Ce suicide miroir d’étain de la société constitue l’idée dominante d’une très belle analyse publiée cette année par Chr.Baudelot et R.Establet*. Ils montrent que selon les pays, ce ne sont ni les mêmes groupes d’âge, ni quelquefois le même sexe qui constituent les groupes « cibles » où le taux de suicide est le plus élevé. Ainsi, en Chine, où les femmes sont encore mariées contre leur gré, et souvent utilisées comme une sorte de personnel ménager subalterne dans les belles familles, le suicide des jeunes femmes est particulièrement élevé et constitue une sorte de mode dramatique de revendication sociale.

En France, comme dans les autres pays européens, les femmes se suicident trois fois moins que les hommes. Plus qu’eux, elles ont la capacité à la fois d’exprimer leur détresse et de se rattacher à la concrétude de la vie et à ce qui marque sa transmission ou sa continuité.

Au chapitre de l’interrogation de la société, la place « privilégiée » de la France parmi les pays européens mérite que l’on s’y arrête. Les taux de suicide les plus faibles (inférieures à 10 pour 100 000 habitants)sont enregistrés en Grèce, en Espagne, en Italie et au Portugal, pays où le lien social est mieux conservé qu’en France. Tous les spécialistes s’accordent sur ce point simple : la meilleure prévention du suicide passe par le rétablissement du lien social. Un lien social simple, non discriminant comme peuvent l’être certains clubs ou certains groupes qui font au contraire ressentir leur faiblesse aux plus faibles.
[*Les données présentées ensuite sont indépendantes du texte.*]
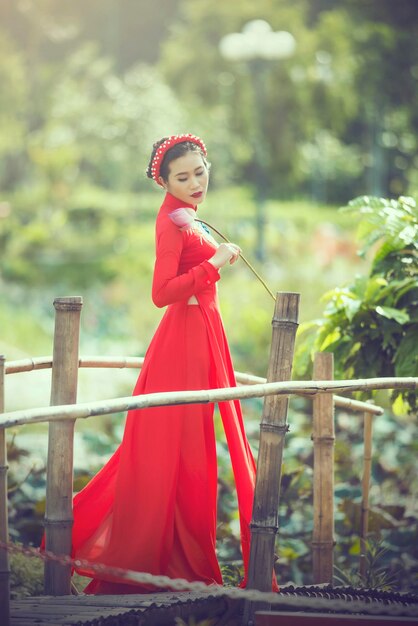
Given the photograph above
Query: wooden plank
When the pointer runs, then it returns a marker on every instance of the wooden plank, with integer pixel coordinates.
(285, 618)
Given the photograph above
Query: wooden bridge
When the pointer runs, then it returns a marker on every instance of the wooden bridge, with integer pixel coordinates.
(58, 606)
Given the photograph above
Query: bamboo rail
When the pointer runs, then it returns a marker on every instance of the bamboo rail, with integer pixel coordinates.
(117, 405)
(40, 363)
(367, 467)
(273, 427)
(4, 531)
(323, 489)
(64, 414)
(59, 484)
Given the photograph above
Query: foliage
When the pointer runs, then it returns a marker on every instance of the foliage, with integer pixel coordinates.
(376, 574)
(371, 325)
(306, 115)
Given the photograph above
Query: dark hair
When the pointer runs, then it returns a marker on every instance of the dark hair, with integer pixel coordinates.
(178, 150)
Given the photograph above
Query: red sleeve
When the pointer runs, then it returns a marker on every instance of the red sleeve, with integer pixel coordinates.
(167, 287)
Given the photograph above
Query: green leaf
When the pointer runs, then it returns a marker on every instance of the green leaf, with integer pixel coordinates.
(406, 356)
(399, 316)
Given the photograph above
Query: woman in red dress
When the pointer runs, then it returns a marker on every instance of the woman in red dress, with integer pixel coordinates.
(152, 508)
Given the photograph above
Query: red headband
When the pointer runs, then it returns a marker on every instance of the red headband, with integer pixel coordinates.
(166, 145)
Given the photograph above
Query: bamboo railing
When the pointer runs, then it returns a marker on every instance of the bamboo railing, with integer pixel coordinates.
(323, 488)
(66, 363)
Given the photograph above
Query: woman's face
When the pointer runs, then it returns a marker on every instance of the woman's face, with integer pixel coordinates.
(188, 178)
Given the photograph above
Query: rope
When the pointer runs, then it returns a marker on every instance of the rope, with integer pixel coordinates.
(252, 595)
(247, 263)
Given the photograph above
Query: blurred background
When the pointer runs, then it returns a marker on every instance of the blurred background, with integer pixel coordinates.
(303, 106)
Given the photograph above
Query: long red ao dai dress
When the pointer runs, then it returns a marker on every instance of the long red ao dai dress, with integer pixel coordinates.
(152, 507)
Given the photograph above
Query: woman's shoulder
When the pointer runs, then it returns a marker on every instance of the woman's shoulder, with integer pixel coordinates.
(175, 220)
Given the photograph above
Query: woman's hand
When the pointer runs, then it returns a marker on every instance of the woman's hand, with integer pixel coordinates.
(226, 252)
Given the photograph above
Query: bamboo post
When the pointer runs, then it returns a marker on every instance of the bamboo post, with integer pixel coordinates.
(273, 427)
(59, 488)
(367, 467)
(4, 530)
(323, 490)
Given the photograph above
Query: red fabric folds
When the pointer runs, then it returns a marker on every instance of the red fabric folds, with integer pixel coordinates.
(152, 507)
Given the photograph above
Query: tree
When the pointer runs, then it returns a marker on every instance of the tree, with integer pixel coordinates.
(371, 325)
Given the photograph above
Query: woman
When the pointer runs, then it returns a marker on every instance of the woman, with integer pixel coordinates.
(152, 508)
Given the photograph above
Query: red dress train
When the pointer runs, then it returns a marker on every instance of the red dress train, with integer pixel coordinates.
(152, 507)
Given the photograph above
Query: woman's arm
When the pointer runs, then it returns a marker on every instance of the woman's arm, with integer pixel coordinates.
(167, 287)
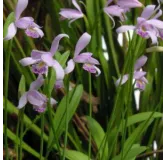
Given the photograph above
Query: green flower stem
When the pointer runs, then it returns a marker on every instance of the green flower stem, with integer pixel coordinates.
(90, 115)
(66, 124)
(41, 138)
(21, 131)
(7, 68)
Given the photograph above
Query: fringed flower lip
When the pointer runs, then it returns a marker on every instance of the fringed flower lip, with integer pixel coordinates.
(41, 60)
(71, 14)
(148, 26)
(89, 63)
(119, 8)
(139, 75)
(26, 23)
(34, 97)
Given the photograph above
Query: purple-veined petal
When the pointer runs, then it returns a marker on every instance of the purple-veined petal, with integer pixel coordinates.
(11, 32)
(34, 32)
(124, 80)
(22, 101)
(153, 37)
(148, 11)
(86, 58)
(108, 2)
(125, 28)
(70, 14)
(76, 5)
(36, 98)
(70, 66)
(59, 84)
(53, 101)
(144, 80)
(139, 74)
(140, 62)
(155, 22)
(55, 43)
(36, 54)
(82, 43)
(35, 85)
(24, 22)
(98, 71)
(129, 3)
(28, 61)
(158, 14)
(106, 11)
(20, 7)
(47, 58)
(59, 70)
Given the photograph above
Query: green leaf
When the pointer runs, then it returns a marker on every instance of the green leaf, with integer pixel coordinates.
(98, 134)
(8, 21)
(27, 148)
(75, 155)
(62, 58)
(135, 151)
(140, 117)
(22, 86)
(59, 117)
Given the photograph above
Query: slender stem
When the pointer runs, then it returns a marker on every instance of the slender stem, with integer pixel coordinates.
(66, 127)
(150, 153)
(41, 138)
(90, 115)
(7, 67)
(21, 132)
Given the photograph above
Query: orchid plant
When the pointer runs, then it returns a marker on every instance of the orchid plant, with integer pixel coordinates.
(26, 23)
(92, 81)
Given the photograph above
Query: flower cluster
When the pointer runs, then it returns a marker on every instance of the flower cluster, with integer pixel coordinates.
(148, 26)
(40, 61)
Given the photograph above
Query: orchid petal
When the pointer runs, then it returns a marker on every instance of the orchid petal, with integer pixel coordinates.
(138, 74)
(35, 85)
(108, 2)
(53, 101)
(82, 43)
(70, 66)
(155, 22)
(36, 54)
(140, 62)
(98, 71)
(24, 22)
(28, 61)
(12, 30)
(59, 70)
(55, 43)
(20, 7)
(76, 5)
(124, 80)
(47, 58)
(22, 101)
(148, 11)
(36, 98)
(125, 28)
(86, 58)
(153, 37)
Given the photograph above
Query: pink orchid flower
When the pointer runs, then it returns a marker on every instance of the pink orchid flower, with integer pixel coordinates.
(26, 23)
(41, 60)
(71, 14)
(148, 26)
(86, 58)
(119, 8)
(34, 97)
(139, 76)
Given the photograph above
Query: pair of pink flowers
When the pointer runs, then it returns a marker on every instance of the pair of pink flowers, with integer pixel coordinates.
(26, 23)
(41, 60)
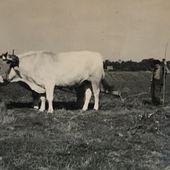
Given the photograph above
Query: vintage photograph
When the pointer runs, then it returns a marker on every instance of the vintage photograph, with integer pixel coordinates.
(85, 85)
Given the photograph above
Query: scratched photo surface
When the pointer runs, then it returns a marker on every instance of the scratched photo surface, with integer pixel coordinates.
(77, 86)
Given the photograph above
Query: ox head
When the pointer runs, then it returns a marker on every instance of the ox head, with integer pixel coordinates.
(7, 61)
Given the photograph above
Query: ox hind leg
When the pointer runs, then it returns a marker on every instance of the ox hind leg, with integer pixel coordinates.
(96, 91)
(49, 96)
(88, 94)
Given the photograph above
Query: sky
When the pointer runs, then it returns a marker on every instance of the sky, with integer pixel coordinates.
(118, 29)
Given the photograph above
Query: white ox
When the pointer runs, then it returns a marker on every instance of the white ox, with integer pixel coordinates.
(42, 71)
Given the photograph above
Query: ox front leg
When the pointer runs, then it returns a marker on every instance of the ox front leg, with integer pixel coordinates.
(96, 91)
(49, 94)
(42, 106)
(88, 94)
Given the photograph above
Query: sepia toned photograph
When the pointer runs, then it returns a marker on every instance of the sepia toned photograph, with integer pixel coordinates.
(85, 85)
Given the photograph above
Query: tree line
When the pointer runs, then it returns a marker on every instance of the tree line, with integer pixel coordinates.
(144, 65)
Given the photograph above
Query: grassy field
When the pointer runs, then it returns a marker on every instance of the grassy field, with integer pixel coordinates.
(120, 136)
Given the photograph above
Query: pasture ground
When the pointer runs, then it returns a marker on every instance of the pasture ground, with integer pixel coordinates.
(120, 136)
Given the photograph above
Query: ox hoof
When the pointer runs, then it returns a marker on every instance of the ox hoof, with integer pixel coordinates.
(41, 110)
(50, 111)
(84, 109)
(36, 107)
(96, 109)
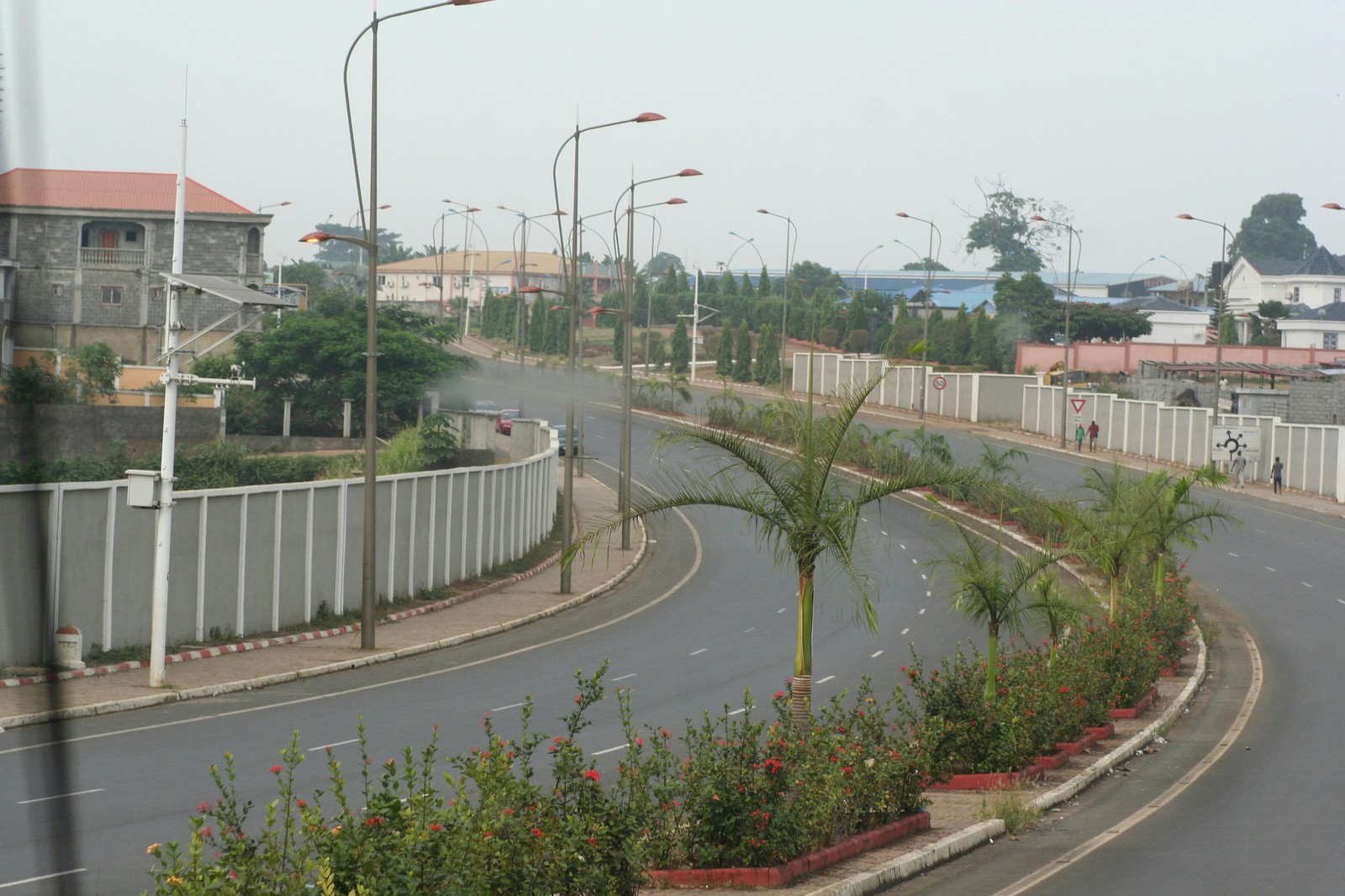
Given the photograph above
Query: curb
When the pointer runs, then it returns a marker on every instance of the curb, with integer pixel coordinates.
(213, 690)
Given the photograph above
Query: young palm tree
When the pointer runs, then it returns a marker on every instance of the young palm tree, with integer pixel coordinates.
(985, 593)
(1176, 519)
(797, 501)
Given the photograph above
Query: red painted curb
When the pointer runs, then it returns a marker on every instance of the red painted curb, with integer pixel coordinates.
(782, 875)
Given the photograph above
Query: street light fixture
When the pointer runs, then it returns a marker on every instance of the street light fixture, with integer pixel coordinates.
(1219, 300)
(789, 252)
(623, 482)
(1071, 261)
(925, 340)
(369, 596)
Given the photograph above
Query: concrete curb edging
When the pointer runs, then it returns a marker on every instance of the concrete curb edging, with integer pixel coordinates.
(911, 864)
(213, 690)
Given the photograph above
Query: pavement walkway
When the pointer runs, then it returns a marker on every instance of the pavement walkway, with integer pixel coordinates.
(955, 824)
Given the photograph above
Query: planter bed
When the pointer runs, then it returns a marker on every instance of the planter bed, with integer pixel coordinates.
(782, 875)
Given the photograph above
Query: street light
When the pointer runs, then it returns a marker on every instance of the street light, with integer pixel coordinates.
(1219, 300)
(789, 250)
(369, 595)
(1069, 293)
(1133, 273)
(925, 340)
(623, 482)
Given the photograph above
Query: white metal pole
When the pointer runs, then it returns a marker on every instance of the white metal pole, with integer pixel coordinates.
(163, 514)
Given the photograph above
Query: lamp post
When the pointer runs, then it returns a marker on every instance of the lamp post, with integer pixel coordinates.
(1136, 271)
(623, 490)
(1071, 261)
(369, 596)
(925, 340)
(1219, 300)
(789, 255)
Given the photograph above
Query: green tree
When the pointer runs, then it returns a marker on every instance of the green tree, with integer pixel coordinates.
(982, 591)
(1005, 226)
(743, 356)
(724, 356)
(926, 264)
(679, 350)
(802, 509)
(1274, 229)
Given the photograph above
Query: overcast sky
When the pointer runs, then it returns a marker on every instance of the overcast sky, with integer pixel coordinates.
(838, 114)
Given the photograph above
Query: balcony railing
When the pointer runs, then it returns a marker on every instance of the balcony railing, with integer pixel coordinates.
(112, 257)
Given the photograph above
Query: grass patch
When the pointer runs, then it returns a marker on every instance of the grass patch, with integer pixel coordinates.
(1013, 806)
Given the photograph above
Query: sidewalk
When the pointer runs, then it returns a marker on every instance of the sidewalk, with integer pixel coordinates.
(208, 672)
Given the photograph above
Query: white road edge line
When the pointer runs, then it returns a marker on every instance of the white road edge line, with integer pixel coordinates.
(33, 880)
(44, 799)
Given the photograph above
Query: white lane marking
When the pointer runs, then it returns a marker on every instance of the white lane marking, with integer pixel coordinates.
(42, 799)
(436, 673)
(34, 880)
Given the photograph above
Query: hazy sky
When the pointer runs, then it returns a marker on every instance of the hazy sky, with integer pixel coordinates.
(838, 114)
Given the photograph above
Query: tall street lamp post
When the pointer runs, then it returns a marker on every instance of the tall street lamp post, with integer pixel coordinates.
(925, 340)
(1071, 269)
(1219, 300)
(623, 482)
(369, 596)
(789, 255)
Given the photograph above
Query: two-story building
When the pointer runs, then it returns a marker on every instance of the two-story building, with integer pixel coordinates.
(82, 252)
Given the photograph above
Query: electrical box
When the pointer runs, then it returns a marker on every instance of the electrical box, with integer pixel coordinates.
(143, 488)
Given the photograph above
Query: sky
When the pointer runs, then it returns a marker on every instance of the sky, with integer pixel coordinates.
(836, 114)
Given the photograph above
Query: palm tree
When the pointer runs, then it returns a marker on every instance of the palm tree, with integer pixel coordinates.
(1176, 519)
(795, 499)
(985, 593)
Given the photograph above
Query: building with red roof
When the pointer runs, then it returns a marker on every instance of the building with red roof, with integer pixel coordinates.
(81, 255)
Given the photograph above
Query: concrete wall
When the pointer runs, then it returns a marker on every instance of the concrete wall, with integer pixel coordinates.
(253, 560)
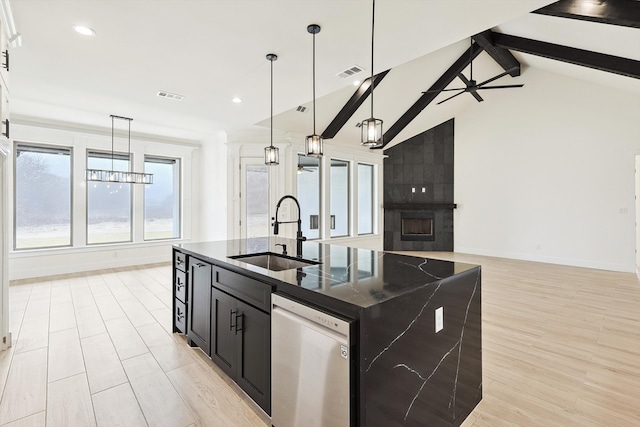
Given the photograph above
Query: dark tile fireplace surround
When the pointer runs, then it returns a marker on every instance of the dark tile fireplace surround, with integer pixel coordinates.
(418, 192)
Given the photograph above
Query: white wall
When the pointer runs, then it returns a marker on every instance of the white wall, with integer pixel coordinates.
(546, 173)
(83, 257)
(211, 177)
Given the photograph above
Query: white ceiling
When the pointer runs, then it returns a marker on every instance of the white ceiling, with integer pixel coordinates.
(212, 50)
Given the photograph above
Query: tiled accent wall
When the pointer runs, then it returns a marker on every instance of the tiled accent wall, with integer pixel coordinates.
(423, 161)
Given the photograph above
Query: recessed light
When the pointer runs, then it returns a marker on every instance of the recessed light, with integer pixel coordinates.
(85, 31)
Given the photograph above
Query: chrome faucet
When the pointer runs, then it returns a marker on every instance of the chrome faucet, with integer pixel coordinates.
(276, 224)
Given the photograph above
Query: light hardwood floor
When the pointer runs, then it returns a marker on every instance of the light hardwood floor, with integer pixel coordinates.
(561, 347)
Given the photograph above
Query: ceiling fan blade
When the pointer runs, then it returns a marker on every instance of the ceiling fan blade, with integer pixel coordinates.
(499, 87)
(451, 97)
(443, 90)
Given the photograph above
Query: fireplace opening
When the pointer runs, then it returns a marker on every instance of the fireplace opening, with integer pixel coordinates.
(417, 226)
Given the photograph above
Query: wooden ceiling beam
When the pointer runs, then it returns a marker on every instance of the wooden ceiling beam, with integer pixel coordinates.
(352, 105)
(625, 13)
(599, 61)
(461, 63)
(502, 56)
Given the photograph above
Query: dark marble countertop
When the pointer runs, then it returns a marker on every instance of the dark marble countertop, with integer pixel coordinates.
(360, 278)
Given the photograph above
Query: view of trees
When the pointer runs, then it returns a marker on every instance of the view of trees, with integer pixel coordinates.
(43, 189)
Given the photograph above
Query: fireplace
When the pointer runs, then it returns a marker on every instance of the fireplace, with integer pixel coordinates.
(418, 226)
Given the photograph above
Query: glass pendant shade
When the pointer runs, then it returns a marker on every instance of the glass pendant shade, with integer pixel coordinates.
(313, 145)
(271, 155)
(371, 132)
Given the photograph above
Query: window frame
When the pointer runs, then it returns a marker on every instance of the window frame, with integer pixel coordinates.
(120, 156)
(372, 194)
(177, 185)
(52, 149)
(349, 185)
(319, 189)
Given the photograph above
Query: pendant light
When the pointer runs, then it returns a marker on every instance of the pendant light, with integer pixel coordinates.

Voilà qui nous concerne tous, tous les jours : se battre sur les conditions de travail, promouvoir une société plus simple, moins engoncée dans le jeu des apparences et des appartenances. Tout cela est malaisé à exprimer : je me suis faite un jour ramasser par mes coéquipiers de campagne électorale parce que je voulais écrire cette formule « une société plus simple » dans un document. « Qu’est-ce que ça signifie ? » m’ont-ils dit.. Pourtant c’est profondément ce que je ressens : une société où la prise de conscience de l’unicité de notre condition soit plus clairement ressentie et partagée.

Bon, d’accord, c’est peut-être pas évident à formuler dans un tract ! Je crois pourtant que, jusque dans la prévention de ce paroxysme de souffrance qu’est le suicide, cela peut constituer à la fois un moyen et un but. Tous les jours, pour nous tous.